Prepare the cold frame 

As soon as you’ve found a place for your cold frame, you will need to prepare the soil. Place the frame on the selected area and mark the outline using a spade. Now break up the soil in this area. The best foundation for the frame is garden soil rich in humus, which has been carefully weeded. If you want to fill the frame with manure, you should dig out about half a metre deep. Manure provides natural heat and ensures the ideal conditions for growing plants. 

For semi-mature compost, just dig out to the depth of the spade. Then fill the hole back in and cover it with a mixture of garden soil and mature compost. Now replace the frame on top. To provide additional insulation for the outside walls, cover them with straw and leaves. 

Bei halb reifem Kompost reicht es, etwa eine Spatentiefe zu graben.

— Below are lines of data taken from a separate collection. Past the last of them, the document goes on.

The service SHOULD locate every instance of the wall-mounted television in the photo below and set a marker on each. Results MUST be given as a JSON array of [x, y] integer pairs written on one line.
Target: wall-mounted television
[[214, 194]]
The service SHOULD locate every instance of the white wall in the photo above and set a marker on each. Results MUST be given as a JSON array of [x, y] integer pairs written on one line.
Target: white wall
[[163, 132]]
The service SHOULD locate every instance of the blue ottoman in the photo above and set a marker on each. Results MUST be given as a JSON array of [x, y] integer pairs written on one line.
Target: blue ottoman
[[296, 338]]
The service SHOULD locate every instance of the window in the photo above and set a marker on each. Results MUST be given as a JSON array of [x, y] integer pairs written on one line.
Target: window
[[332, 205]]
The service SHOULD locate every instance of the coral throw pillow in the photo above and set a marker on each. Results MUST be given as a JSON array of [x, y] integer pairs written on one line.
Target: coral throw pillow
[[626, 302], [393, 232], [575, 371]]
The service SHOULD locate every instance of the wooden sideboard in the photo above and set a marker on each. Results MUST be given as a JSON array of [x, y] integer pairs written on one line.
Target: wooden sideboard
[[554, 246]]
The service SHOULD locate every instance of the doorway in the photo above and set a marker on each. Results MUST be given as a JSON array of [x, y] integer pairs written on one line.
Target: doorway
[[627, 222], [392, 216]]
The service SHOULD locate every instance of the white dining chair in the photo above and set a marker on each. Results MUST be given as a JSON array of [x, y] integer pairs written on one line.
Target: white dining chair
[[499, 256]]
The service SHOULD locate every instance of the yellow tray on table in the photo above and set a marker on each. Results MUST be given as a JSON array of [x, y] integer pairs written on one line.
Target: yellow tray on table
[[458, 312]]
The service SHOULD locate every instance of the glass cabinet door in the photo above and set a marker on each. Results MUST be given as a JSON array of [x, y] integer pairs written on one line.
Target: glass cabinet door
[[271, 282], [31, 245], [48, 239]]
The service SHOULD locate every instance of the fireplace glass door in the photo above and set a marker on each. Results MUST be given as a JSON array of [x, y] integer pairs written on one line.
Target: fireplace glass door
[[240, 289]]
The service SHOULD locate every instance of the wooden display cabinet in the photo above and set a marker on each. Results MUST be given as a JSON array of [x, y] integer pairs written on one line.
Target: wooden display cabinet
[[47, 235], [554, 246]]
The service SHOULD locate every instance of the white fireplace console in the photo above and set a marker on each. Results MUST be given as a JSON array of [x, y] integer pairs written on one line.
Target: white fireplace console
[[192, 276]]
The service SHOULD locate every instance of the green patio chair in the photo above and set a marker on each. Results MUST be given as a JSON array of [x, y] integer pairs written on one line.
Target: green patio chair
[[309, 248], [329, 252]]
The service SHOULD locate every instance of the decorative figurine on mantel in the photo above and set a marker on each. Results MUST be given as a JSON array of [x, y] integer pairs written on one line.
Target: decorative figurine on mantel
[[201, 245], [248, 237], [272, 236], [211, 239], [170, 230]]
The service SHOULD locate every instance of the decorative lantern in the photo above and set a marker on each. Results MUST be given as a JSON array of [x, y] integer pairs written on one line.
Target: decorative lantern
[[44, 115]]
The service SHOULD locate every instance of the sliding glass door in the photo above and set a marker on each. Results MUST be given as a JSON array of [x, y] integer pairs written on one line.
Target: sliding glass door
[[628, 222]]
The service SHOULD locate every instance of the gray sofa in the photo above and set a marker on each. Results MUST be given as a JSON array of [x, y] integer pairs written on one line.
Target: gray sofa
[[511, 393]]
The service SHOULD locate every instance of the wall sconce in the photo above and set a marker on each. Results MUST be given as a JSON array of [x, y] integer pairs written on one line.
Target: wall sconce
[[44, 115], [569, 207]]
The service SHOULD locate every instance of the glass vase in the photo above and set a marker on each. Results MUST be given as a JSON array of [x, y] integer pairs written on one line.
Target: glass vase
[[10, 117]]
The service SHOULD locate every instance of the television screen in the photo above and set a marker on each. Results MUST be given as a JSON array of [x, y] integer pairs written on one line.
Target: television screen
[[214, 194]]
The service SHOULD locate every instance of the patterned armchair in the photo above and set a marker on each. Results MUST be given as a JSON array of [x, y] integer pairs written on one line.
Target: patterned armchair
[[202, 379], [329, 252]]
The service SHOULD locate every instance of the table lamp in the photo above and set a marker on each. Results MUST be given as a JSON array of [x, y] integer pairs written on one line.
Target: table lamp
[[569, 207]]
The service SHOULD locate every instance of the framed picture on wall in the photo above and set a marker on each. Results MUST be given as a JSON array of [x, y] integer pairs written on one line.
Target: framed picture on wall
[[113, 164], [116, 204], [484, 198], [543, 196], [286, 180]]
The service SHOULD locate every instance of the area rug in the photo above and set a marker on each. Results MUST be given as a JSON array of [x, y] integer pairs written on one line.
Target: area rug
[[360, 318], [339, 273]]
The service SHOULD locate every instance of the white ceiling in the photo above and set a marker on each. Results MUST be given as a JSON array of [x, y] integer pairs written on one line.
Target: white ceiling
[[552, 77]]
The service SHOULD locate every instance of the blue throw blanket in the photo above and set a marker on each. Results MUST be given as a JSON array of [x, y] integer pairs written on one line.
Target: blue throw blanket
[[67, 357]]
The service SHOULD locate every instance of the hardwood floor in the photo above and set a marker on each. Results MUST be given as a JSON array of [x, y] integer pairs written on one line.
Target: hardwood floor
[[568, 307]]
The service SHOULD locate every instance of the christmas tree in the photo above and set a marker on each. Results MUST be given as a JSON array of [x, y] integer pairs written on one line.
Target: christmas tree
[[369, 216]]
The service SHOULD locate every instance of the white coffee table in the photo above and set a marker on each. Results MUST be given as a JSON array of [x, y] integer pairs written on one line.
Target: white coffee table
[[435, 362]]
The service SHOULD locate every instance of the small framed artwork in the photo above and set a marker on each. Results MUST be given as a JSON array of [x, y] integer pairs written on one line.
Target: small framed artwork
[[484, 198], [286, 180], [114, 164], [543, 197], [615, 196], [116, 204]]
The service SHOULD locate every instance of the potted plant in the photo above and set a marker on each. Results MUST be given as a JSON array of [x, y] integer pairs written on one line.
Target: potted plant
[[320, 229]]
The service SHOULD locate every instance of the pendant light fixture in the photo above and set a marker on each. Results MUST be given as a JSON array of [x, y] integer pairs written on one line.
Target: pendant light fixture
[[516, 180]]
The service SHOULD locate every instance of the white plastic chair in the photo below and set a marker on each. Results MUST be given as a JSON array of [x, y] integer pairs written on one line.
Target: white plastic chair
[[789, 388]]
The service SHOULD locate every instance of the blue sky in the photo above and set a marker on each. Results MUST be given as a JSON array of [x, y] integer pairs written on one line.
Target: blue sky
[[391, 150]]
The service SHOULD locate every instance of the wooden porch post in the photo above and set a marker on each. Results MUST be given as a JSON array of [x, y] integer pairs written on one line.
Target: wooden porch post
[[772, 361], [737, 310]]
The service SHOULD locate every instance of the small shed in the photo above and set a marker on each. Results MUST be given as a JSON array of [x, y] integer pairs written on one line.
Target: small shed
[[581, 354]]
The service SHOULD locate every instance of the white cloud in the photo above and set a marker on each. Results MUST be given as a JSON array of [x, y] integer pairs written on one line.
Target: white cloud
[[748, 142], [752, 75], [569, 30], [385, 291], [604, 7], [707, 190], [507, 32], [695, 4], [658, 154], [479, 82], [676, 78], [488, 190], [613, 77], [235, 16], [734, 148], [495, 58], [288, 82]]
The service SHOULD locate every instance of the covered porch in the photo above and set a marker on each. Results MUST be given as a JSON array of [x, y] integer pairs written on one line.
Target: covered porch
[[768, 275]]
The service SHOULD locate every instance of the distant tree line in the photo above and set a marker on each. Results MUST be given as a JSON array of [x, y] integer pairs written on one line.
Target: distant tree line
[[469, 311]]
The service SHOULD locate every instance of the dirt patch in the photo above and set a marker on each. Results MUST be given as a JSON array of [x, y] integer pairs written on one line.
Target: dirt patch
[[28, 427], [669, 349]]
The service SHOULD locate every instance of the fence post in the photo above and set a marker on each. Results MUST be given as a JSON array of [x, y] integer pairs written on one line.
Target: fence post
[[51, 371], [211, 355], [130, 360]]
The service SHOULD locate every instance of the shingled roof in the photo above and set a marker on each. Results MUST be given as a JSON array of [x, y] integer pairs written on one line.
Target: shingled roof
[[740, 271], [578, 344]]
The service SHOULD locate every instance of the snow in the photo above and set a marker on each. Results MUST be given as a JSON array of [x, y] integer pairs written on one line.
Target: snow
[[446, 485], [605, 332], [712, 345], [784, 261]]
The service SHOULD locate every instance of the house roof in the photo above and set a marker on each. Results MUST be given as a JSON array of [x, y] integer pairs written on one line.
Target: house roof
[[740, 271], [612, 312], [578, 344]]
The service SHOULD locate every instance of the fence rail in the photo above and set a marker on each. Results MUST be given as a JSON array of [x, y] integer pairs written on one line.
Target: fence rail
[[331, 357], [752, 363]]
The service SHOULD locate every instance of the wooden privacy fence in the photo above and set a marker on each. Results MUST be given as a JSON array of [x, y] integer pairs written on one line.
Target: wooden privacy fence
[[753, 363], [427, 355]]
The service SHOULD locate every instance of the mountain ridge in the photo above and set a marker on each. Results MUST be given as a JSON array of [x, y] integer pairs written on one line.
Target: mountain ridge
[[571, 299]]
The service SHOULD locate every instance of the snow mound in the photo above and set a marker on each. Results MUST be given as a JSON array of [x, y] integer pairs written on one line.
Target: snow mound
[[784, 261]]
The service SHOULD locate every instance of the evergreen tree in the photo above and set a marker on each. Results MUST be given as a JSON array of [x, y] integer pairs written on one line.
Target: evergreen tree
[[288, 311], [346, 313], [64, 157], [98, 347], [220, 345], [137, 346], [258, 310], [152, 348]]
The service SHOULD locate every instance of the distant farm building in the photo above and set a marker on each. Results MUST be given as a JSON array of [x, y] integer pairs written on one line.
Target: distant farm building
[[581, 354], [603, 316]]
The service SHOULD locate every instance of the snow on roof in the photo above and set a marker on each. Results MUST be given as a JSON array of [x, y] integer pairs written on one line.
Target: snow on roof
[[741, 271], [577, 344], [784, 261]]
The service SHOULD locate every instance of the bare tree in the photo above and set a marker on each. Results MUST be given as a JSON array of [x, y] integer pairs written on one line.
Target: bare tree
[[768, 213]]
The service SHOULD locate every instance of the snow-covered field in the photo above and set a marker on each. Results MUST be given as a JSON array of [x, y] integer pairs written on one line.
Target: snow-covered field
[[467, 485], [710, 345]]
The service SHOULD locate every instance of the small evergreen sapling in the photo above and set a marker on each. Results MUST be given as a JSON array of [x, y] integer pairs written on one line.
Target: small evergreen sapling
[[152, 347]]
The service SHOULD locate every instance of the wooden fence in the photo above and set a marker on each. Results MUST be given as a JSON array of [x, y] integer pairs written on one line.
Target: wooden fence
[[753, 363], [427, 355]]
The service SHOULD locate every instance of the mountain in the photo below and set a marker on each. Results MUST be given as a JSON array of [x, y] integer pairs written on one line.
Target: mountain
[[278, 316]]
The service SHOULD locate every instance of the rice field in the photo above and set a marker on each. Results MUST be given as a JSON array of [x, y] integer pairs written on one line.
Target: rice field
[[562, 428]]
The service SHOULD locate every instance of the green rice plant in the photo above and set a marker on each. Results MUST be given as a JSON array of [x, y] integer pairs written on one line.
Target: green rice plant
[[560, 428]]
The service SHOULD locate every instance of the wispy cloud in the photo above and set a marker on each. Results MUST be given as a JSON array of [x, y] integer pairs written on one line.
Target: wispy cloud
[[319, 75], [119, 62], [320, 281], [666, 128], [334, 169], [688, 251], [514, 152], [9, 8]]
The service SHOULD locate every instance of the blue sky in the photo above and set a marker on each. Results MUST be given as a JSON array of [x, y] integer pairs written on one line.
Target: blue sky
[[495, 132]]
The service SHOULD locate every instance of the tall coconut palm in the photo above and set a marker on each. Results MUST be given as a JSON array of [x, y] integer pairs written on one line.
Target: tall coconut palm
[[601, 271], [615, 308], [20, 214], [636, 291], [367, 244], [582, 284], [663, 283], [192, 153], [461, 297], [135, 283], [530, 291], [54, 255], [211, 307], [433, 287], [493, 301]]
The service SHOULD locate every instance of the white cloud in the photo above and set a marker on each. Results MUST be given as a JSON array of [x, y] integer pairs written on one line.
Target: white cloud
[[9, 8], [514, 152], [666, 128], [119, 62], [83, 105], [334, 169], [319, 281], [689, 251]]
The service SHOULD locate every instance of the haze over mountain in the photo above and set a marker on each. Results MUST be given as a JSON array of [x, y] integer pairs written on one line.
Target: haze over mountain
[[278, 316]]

Anschließend schließt ihr die Mulde wieder und bedeckt sie mit einer Mischung aus Gartenerde und reifem Kompost. Nun stellt ihr das Frühbeet wieder auf die Fläche. Um die Außenwände zusätzlich zu dämmen, können diese auch mit Stroh und Laub bedeckt werden. 

How to build your own cold frame

Planting in the cold frame

Before planting, leave your frame to rest for about a week to get rid of the ammonia fumes. You can start sowing as early as January, with wild garlic or spinach for example. In February, you can sow salad vegetables, such as lamb’s lettuce and lettuce, and all sorts of other vegetables, such as radishes, broccoli, carrots and turnip. 

For plants that grow tall, such as tomatoes and beans, the seedlings should be planted outside in the open as soon as there is no longer any risk of frost. In summer, peppers, aubergines, cucumbers and melons thrive in the cold frame. So there are no limits when it comes to planting in your cold frame. 

A delicious salad recipe for the office, made with ingredients from your cold frame

Those who build their own cold frame can enjoy fresh vegetables over a long period. A fresh salad for lunch is quick to prepare and prevents afternoon sleepiness. Here are some simple instructions for you:

Salad for the office:


  • 2 handfuls lettuce
  • 1/2 pepper
  • 1/4 cucumber
  • Sunflower seeds
  • Feta cheese 
  • 3 handfuls basil
  • Olive oil
  • 1 clove of garlic
  • Salt & pepper


  1. Wash the lettuce, pepper and cucumber and finely chop. 
  2. Make a pesto by making a purée out of the basil, olive oil and crushed clove of garlic. Season with salt and pepper. 
  3. Dice the feta cheese. 
  4. Put all the ingredients in a salad bowl and mix with the pesto. Serve with baguette.